The technology will have a significant impact on ED patient flow, he says. "It will free up overcrowding caused by having five or six people waiting around for cardiac enzymes. Those people would be gone."
"If the initial scan is negative, patients would go directly to the treadmill and then home, which could be done in a couple of hours, Stowers says. "If the ED is jammed, this would remove the logjam, by not having these people clog up the ED and also not having to admit all these chest pain patients. You quickly identify the 10% to 15% who would be admitted."
However, for the system to work, your staff need to be committed, he notes. Every hospital has a gamma cam that can perform these scans, but the problem has been a lack of committed staff to come in and read them, he says. "You need staff who are willing to read these scans in the middle of the night and off hours. If you just do this from 9 to 5, it’ s not going to be effective. You need to have the service available for as many hours as possible."

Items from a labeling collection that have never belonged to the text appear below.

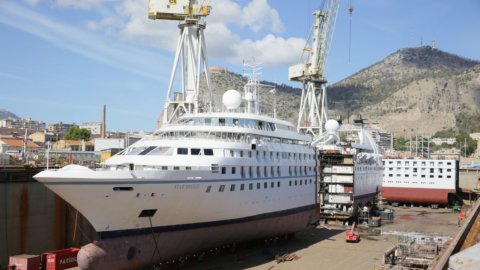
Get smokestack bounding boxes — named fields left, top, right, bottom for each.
left=100, top=105, right=107, bottom=139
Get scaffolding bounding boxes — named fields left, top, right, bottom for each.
left=374, top=232, right=450, bottom=270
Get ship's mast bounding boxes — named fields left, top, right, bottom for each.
left=288, top=0, right=339, bottom=138
left=148, top=0, right=213, bottom=125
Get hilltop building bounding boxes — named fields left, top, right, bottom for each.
left=79, top=122, right=102, bottom=135
left=28, top=130, right=60, bottom=145
left=0, top=118, right=45, bottom=131
left=0, top=138, right=40, bottom=154
left=48, top=122, right=78, bottom=133
left=370, top=129, right=393, bottom=153
left=52, top=140, right=94, bottom=152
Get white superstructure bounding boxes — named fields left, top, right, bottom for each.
left=313, top=120, right=383, bottom=219
left=35, top=0, right=318, bottom=269
left=35, top=69, right=317, bottom=268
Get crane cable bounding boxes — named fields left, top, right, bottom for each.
left=348, top=0, right=353, bottom=63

A tech, nurse practitioner, or physician’s assistant can be cross-trained to perform the treadmill test under the supervision of the ED physician, says Stowers. "Then based on a treadmill score, decide whether patient is admitted or not."
Reference
1. Stowers SA, Eisenstein EL, Wackers FJ, et al. An economic analysis of an aggressive diagnostic strategy with single photon emission computed tomography myocardial perfusion imaging and early exercise stress testing in emergency department patients who present with chest pain but nondiagnostic electrocardiograms: Results from a randomized trial. Ann Emerg Med 2000; 35:17-25.